A boy studies under the light of kerosene lamp at a house in Killakku Theru of Vadpatti Taluk in Madurai | k k sundar
A boy studies under the light of kerosene lamp at a house in Killakku Theru of Vadpatti Taluk in Madurai | k k sundar

This Madurai village is still living with kerosene lamps

Around 30 families in a Madurai village have no power connection

MADURAI: Despite all the chest-thumping over rural electrification, Killakku Theru at Nagari under the Vadpatti Taluk in the district cuts a rather sorry picture. Students straining their eyes under the streetlight, women attuning their schedule to the sun and the constant threat of vermin during the night have become a part of the daily life here. The reason: the village has had no electricity connection for close to half a century.

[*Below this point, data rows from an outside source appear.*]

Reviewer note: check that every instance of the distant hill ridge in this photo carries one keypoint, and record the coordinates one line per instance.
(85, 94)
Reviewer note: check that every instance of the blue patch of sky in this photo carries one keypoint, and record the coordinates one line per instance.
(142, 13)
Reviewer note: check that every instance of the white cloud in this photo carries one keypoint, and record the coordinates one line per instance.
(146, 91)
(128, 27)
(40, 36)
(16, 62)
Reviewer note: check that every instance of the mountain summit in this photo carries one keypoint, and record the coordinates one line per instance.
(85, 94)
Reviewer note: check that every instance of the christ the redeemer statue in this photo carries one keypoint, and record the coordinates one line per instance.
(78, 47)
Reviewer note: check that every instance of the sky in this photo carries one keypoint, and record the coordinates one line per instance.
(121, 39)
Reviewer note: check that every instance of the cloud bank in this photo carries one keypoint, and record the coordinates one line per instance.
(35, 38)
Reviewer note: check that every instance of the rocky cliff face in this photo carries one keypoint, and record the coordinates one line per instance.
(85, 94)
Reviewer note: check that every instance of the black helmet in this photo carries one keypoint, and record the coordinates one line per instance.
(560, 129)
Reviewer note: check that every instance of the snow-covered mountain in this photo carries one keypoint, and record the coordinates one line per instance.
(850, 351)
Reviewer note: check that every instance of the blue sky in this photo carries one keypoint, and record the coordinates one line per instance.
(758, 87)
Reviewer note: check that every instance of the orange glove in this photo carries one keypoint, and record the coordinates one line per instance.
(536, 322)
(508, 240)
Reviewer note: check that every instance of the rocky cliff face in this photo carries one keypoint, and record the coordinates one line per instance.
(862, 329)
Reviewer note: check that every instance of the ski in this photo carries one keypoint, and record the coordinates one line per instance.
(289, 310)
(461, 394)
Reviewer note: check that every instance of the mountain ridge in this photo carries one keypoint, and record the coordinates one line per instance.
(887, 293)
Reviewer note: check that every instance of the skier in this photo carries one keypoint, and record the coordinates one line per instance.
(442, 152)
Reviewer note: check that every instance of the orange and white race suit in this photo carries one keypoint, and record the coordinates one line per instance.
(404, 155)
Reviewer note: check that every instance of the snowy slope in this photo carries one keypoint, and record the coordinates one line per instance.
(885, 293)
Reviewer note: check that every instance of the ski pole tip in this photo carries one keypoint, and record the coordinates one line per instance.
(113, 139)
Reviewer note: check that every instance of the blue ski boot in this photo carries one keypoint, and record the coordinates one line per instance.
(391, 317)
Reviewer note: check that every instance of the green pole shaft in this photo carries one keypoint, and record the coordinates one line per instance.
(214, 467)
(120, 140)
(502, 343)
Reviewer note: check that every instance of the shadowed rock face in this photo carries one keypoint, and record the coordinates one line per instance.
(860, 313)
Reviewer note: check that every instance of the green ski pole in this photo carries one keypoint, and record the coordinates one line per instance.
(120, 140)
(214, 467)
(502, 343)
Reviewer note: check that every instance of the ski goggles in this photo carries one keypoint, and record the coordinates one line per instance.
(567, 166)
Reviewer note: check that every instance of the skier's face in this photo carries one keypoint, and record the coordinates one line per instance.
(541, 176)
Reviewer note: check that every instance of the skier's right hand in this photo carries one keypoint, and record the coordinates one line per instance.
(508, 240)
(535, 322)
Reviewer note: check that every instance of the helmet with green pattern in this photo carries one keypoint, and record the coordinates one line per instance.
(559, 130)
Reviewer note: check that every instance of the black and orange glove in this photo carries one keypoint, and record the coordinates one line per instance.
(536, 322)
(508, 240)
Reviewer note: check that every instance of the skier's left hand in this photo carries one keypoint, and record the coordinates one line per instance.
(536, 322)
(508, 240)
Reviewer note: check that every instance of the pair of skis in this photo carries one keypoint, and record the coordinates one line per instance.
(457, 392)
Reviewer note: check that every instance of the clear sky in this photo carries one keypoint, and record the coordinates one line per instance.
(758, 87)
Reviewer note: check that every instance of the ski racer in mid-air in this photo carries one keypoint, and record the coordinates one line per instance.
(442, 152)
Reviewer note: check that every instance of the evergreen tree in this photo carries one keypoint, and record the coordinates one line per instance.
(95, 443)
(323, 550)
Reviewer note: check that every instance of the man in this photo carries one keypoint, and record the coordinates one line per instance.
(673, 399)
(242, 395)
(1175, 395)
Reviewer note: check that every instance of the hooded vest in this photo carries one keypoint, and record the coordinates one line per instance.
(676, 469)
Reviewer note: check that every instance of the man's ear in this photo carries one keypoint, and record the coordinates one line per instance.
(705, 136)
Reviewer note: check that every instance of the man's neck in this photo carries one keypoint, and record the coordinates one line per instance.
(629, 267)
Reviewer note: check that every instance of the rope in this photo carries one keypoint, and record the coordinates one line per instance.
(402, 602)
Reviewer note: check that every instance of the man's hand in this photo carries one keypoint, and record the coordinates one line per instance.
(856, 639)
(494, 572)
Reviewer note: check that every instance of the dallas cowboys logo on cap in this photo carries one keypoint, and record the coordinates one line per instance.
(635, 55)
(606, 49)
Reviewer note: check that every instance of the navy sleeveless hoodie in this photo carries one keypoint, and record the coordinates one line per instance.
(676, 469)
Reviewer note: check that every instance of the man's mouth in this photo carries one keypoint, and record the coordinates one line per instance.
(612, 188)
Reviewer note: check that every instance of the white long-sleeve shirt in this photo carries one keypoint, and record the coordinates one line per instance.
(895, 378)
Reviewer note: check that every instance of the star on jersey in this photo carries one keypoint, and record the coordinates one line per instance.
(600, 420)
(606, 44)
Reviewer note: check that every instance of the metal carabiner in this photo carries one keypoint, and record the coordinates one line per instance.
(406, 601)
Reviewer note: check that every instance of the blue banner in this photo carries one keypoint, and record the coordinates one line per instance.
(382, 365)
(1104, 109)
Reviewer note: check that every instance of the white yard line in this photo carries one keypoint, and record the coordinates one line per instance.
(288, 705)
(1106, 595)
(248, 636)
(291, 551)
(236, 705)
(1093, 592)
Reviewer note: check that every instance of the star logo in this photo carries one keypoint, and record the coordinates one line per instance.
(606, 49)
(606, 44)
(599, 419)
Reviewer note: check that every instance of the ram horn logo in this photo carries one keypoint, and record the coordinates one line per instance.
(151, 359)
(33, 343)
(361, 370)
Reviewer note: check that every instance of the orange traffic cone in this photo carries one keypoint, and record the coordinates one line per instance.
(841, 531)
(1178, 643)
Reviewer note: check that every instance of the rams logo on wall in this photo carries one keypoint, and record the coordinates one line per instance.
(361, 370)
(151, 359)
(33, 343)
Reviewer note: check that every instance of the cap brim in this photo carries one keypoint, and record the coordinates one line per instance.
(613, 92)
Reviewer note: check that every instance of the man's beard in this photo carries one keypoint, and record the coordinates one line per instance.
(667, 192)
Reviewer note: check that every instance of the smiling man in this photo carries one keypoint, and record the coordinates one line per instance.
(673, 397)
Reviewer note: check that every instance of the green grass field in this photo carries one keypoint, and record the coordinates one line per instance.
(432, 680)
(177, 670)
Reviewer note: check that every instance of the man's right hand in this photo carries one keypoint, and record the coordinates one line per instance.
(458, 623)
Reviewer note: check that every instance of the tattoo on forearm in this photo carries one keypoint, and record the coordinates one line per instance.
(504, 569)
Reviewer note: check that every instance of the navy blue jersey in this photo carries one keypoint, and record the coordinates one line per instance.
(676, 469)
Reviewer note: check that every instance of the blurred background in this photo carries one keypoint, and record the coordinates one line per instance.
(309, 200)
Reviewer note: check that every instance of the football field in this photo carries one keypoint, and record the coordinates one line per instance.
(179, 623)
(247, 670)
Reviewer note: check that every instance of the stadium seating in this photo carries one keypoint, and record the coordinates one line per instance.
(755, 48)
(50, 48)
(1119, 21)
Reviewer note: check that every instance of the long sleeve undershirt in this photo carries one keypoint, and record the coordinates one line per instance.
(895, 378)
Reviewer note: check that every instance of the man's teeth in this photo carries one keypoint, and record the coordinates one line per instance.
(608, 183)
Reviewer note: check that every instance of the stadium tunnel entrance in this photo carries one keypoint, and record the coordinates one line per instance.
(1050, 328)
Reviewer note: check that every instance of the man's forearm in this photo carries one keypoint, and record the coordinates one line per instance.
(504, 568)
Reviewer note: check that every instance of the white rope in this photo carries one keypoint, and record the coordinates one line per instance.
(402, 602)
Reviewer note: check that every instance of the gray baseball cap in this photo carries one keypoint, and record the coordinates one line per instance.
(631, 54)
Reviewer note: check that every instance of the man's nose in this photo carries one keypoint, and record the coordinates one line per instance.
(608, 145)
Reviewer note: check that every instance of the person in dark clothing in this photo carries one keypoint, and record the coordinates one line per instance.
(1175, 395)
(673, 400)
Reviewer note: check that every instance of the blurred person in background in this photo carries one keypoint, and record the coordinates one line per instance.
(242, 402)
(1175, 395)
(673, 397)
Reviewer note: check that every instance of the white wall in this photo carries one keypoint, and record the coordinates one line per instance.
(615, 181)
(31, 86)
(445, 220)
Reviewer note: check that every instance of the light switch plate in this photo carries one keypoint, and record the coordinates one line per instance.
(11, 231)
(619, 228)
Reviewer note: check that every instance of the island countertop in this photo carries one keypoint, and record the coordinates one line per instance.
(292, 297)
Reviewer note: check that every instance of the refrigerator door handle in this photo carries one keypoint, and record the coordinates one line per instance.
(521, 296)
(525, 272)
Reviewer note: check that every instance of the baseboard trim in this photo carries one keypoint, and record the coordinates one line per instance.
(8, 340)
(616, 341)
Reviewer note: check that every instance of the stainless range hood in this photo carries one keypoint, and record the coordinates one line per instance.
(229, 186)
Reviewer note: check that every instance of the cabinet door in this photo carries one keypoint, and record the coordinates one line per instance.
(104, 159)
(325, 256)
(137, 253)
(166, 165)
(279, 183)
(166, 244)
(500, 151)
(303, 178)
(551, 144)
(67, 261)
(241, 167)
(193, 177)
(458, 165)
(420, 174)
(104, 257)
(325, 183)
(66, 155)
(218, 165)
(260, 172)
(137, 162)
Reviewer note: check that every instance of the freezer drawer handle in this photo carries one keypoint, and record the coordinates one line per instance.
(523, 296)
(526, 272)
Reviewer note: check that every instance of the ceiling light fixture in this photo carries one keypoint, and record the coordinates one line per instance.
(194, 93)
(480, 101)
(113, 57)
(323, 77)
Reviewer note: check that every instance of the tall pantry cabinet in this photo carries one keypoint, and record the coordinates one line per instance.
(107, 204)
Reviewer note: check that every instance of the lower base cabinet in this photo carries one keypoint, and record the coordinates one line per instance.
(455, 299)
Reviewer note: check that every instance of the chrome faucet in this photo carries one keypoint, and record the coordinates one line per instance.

Home to around 30 families, Killakku Theru comes across as a slum, where sewage water stagnation and mosquito menace pose both hygienic and health hazards. A nonagenarian resident from the slum told TNIE that some families have been residing in the locality for over 150 years. 

“We all are from the SC (Pallar) community; our ancestors worked for the landlords here. The landlords gave land to our ancestors, who established the tenement. Not much has changed and people still work as daily wage earners on agricultural fields. However, poor rains robbed many of that avenue and they found poor jobs at nearby factories. The issue is that the land patta are in the name of landlords. While a few landlords gave land to the people free of cost, other sold it to us. However, a majority of us do not have the patta,” says the nonagenarian Vellaiyan. 

The situation was not always grim here. In 1972, when MGR was the chief minister, officials brought electricity to the village under the Othapalppu Scheme. However, soon after the split in the DMK, the connection was severed as the villagers did not have patta. 

Two fortunate families to have recently received the power connection in the locality – Nagu’s and Sundari’s – told TNIE that almost all the families in the settlement received the free home appliances given by the political parties.

“However, for a long time these appliances were gathering dust as their was no electricity to run these. So far, the villagers have submitted over 10 petitions and even have shot off a letter to the chief minister’s cell, but to no avail.” A Rural Public Relations Officer of the Tamil Nadu Electricity Board told TNIE that the villagers’ petition has been forwarded to the Assistant Engineer concerned.